A Delhi court has acquitted an officer of the Indian Navy accused of rape, saying that the complainant had narrated three different versions of the assault, PTI reported on Friday.

In an order passed on February 6, Additional Sessions Judge Ankur Jain said the woman did not make an effort to “save herself” during the alleged incident and that it appears the complaint was lodged to pressure the Navy officer to marry the complainant, according to The Indian Express.

The assault took place in 2015 when the complainant alleged that the Navy officer, a lieutenant commander, established sexual relations with her on the promise of marriage.

When the marriage did not take place, the woman alleged she had been raped, according to The Indian Express. She claimed that the sexual assault took place during a religious event at her relative’s house, where the officer and his family members had been invited.

The judge said that had the woman made a “slight hue and cry” and added the incident would have caught the attention of her family members present in an adjacent room.

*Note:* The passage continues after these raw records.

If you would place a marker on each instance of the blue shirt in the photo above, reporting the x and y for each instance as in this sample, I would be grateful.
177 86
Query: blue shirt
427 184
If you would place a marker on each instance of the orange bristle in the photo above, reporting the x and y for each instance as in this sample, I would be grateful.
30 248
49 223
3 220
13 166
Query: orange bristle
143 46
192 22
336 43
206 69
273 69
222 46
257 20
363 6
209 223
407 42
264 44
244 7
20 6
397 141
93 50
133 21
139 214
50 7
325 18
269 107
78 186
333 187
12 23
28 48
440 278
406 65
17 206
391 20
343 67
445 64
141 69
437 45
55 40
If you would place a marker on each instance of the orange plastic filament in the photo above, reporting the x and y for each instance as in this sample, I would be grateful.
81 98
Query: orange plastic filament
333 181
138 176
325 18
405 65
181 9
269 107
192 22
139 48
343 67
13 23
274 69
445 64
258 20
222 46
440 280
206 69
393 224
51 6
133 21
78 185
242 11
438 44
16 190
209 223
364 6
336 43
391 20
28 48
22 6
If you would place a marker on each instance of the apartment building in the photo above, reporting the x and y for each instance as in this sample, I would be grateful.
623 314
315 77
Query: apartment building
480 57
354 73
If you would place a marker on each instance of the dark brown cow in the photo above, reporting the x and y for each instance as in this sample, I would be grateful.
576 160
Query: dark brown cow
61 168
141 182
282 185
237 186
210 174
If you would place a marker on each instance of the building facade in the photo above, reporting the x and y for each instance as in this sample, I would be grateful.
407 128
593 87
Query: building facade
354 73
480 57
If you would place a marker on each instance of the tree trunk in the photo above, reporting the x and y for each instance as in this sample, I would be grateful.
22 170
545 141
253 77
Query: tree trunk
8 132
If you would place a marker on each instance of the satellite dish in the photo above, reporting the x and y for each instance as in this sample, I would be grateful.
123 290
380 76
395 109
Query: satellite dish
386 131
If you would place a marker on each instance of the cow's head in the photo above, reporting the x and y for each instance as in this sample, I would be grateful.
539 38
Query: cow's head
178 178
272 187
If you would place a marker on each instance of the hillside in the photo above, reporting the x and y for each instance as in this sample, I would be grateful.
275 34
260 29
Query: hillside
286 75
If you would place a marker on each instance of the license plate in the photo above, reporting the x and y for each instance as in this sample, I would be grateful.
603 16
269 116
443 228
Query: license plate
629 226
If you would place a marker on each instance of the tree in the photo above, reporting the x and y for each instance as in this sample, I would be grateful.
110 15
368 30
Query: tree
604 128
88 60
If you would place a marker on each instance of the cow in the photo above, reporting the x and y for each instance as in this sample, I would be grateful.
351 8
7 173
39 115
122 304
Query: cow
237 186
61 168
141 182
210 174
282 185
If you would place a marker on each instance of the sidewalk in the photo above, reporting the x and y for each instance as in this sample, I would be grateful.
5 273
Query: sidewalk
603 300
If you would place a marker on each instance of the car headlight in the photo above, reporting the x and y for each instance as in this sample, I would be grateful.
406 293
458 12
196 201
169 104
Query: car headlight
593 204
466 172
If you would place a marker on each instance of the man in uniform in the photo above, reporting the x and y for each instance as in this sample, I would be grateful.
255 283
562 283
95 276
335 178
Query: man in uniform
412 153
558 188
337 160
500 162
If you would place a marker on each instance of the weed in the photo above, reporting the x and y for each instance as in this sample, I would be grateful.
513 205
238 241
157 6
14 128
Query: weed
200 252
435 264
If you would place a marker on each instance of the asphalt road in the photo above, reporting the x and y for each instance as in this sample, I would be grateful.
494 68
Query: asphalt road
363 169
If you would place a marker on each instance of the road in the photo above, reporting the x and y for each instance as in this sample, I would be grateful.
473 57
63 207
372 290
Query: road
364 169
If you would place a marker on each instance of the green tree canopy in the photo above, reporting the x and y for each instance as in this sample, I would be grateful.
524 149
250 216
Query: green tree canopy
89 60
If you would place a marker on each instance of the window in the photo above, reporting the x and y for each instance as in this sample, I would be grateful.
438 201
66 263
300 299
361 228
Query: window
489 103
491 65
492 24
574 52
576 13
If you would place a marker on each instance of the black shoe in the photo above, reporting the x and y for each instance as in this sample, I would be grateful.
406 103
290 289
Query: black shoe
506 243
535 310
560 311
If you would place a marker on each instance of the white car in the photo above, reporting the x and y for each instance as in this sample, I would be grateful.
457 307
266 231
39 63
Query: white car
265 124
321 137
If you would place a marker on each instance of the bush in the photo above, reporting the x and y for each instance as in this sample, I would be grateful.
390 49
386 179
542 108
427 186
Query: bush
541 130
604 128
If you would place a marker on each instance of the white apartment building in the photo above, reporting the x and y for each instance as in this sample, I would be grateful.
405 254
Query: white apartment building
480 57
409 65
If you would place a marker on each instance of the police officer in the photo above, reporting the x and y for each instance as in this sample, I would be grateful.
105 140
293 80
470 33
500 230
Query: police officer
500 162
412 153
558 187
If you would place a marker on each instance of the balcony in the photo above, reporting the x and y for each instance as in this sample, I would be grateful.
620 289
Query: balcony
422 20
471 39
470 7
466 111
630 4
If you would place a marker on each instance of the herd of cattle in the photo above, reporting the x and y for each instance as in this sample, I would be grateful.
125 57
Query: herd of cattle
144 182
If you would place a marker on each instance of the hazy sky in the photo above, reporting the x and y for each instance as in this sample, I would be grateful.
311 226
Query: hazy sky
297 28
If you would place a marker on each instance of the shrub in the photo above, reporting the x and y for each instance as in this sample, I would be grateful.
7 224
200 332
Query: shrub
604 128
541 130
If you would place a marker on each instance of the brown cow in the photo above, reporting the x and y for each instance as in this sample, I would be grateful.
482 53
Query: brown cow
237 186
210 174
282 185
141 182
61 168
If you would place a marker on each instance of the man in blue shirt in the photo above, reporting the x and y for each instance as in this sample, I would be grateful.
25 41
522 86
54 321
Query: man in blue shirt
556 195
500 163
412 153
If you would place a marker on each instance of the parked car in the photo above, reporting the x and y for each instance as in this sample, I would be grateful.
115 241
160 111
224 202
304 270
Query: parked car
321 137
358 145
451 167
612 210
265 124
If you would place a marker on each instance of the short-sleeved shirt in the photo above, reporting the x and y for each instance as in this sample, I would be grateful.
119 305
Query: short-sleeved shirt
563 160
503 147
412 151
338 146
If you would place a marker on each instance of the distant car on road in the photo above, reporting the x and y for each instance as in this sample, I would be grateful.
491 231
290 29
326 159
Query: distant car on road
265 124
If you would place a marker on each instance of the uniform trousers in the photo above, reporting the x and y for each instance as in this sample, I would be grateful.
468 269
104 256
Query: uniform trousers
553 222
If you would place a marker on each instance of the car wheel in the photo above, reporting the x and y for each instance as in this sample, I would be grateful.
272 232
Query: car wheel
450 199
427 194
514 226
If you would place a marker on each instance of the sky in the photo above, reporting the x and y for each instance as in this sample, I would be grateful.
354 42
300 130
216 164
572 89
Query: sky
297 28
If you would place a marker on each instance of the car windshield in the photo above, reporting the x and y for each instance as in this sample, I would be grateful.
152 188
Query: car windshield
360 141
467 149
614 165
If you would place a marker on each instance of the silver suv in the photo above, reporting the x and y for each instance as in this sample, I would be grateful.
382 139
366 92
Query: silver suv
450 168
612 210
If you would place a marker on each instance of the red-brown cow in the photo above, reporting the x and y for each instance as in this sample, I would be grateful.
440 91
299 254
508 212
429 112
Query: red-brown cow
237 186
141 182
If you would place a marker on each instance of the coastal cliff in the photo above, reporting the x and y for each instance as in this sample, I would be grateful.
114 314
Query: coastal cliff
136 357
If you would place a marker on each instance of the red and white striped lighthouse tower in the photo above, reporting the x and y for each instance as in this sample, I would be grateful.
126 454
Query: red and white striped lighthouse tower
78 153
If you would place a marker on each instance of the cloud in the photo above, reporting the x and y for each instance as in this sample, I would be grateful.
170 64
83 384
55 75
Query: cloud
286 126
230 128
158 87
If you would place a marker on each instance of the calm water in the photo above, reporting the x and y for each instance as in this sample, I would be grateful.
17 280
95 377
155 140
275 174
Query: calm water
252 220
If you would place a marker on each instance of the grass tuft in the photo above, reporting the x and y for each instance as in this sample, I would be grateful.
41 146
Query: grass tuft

“The offence as alleged, the manner in which it is alleged, could not have been possible either albeit or without the consent of the victim,” The Indian Express quoted the order as saying.

The court observed that at the time of the bail application, the officer succumbed to the pressure and married the complainant but they later got divorced. The counsel for the accused told the court that the relationship between the two parties was consensual.

The court also observed that it was “unnatural” that the woman did not tell her mother about the rape and waited two days till the marriage was called off by the the officer’s mother, according to PTI. “Thus, the benefit of the doubt has to go to the accused [person],” the court order said, according to PTI.